Covid 19 patients are by definition suffering from the comorbidity of Covid 19: It's possible that risk factors of use differ in that population than they do in the general population that might normally be candidates for HCL treatment for other purposes. Like all drugs, there are factors in personal health situations that may recommend against usage, even if there is some potential benefit.
Personally, I think that eventual research may come back to recommending HCL as a viable treatment for a certain specific subset of Covid 19 patients, while recognizing that widespread indiscriminate treatment of Covid patients is a bad idea.
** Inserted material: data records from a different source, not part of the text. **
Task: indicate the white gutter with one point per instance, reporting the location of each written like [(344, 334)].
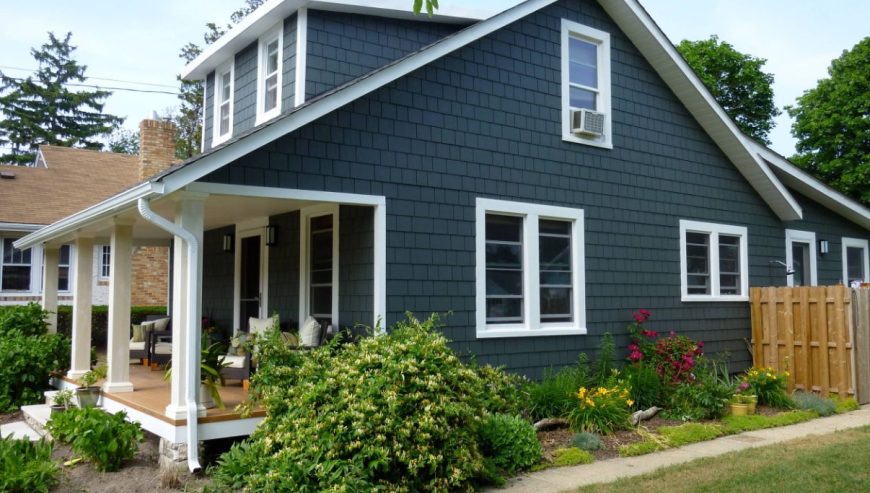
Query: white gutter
[(107, 208), (193, 342)]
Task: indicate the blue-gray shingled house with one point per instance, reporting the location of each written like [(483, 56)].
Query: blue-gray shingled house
[(539, 173)]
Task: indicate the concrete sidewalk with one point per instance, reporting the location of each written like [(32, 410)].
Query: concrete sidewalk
[(568, 478)]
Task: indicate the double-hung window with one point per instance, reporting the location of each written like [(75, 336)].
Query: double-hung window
[(713, 262), (529, 269), (856, 261), (586, 112), (223, 104), (269, 79), (15, 267)]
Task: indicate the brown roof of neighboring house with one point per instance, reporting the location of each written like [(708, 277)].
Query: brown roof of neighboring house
[(72, 180)]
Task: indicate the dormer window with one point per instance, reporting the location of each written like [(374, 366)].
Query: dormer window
[(223, 101), (586, 114), (269, 80)]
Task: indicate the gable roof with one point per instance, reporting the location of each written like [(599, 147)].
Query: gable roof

This is not radically different than changing medical views on intubation, immune system suppressants, or other treatments for Covid. Until we have a 'global' direct treatment for Covid (like a vaccine), we're not really treating Covid: we're treating the side effects of a Covid infection-- and those side effects vary from person to person, and through the course of the infection.
Aspirin is also considered safe. There are medical conditions that should advise against it's use in particular patients. People who are on blood thinners, for example, may be advised to avoid aspirin: not because it's not effective in lowering temperatures or reducing muscle aches, but because it's a different risk pool than the general population.